Ma collègue Manon Cornellier en faisait la synthèse dans Le Devoir de mardi :

Juste avant la dernière semaine de relâche parlementaire, le gouvernement a imposé le bâillon dans le dossier des droits d’auteur (C-11). Lundi, il a annoncé que le comité qui étudie le rapport du vérificateur général sur les F-35 n’entendrait plus de témoins et devrait remettre son rapport rapidement. Hier, il a adopté une motion limitant les deux dernières étapes de l’étude de la réforme très controversée du système de détermination du statut de réfugié (C-31).

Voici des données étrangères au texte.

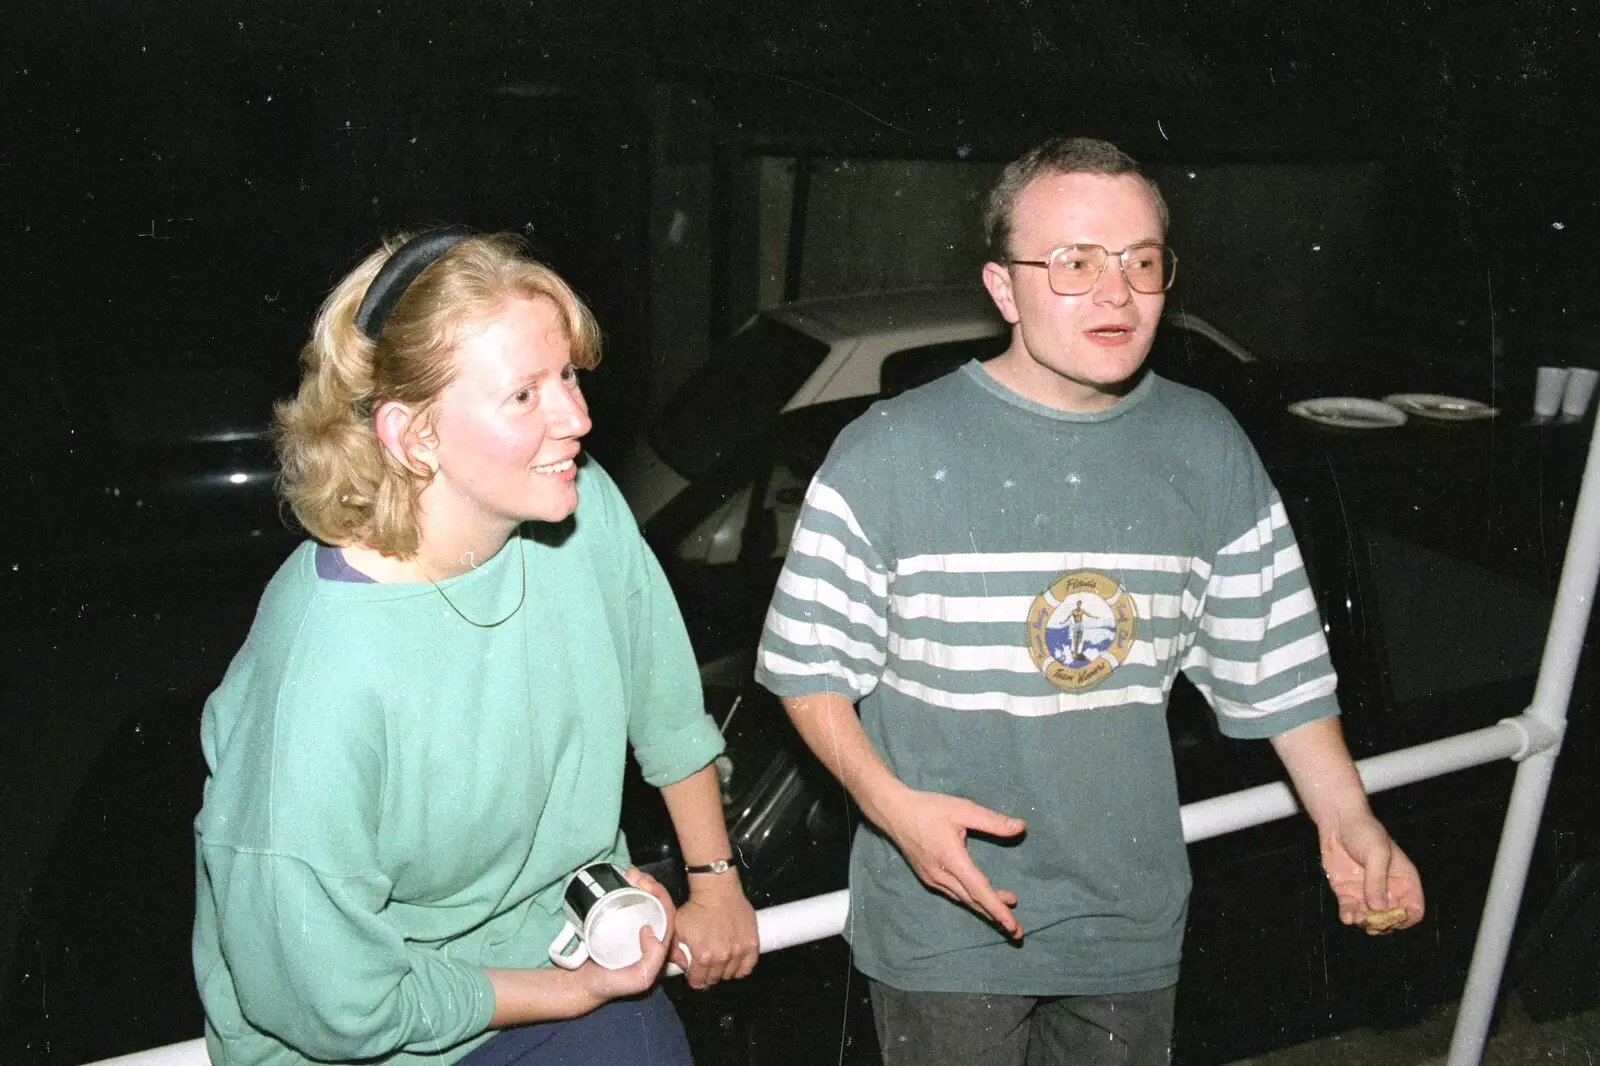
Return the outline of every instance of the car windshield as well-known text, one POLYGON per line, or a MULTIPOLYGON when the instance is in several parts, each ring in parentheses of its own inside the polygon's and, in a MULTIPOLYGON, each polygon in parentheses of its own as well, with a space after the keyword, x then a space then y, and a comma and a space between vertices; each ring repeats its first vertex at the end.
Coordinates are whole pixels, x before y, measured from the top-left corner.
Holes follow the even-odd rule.
POLYGON ((689 481, 748 476, 778 412, 827 354, 816 338, 758 316, 672 394, 651 446, 689 481))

Le Comité des finances entend actuellement des témoins sur le projet de loi budgétaire et un sous-comité se penche sur le volet environnemental du même projet. Mais ils le font avec le fusil sur la tempe. Le sous-comité doit compléter son rapport lundi prochain et celui des finances, trois jours plus tard, un échéancier qui a forcé tout le monde à entendre à la vapeur et en désordre des témoins trop souvent bousculés. (Lundi, 17 ministères et organismes ont comparu en même temps et pendant une période de trois heures devant le Comité des finances.)

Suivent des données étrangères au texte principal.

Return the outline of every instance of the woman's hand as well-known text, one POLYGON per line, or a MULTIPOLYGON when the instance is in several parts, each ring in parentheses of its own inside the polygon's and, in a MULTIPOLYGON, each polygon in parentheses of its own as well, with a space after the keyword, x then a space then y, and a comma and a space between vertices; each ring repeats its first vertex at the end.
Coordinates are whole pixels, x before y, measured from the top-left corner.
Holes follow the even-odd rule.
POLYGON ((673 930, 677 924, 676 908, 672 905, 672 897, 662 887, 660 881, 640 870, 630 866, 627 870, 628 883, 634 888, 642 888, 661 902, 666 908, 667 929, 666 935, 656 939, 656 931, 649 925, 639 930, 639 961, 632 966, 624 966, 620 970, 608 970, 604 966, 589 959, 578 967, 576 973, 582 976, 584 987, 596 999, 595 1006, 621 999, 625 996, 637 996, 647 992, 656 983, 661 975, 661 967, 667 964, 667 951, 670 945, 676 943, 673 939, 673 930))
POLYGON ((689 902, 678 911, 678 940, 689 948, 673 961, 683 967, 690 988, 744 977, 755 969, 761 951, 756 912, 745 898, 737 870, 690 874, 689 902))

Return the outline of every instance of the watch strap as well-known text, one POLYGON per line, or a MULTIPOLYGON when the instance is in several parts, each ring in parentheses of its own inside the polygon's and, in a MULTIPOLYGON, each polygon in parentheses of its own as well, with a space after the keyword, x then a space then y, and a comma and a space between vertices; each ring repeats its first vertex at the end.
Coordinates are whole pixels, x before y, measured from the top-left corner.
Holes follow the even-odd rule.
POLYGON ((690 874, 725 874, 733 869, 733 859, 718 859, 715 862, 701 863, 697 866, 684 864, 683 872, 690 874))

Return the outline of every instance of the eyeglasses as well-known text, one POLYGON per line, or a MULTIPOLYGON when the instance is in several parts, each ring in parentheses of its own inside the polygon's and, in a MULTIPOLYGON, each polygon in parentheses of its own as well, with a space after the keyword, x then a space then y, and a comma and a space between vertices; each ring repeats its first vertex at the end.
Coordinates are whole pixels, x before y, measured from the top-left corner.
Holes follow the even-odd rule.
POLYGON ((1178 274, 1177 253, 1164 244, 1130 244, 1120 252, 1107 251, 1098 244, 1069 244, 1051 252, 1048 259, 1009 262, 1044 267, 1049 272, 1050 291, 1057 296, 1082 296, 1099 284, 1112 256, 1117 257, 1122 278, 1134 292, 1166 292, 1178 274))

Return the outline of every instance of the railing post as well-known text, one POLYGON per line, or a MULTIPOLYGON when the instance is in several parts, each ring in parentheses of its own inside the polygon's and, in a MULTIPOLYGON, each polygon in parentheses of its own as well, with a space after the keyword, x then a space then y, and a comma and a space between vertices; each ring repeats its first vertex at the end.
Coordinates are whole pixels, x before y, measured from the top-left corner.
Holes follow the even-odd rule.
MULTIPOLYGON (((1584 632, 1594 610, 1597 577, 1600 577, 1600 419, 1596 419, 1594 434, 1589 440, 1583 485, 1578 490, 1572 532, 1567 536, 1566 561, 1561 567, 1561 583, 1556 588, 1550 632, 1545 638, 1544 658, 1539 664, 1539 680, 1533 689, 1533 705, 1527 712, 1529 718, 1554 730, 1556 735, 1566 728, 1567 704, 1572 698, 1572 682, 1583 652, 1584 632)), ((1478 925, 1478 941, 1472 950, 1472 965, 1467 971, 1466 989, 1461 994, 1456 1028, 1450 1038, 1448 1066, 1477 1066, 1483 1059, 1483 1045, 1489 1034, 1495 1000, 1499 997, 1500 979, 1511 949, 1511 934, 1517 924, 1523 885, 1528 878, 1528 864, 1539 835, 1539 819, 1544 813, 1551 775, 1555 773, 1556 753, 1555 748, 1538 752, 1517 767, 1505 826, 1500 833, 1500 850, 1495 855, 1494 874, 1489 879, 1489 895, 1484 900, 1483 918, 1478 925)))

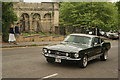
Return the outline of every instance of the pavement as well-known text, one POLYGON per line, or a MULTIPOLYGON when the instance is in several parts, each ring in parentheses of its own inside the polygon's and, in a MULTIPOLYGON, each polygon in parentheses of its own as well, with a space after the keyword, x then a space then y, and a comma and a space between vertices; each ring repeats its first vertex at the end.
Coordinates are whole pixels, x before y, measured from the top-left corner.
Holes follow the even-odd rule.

Ce rouleau compresseur est sans pitié, même pour les députés conservateurs.

Voilà pour la forme. Il y a ensuite le fond, les conséquences. Sur son blogue, Manon tente de suivre la « compression du jour » qui, notamment sur le plan scientifique, a le défaut de faire disparaître des programmes que, en aucun cas, le secteur privé ou le marché ne feront revivre.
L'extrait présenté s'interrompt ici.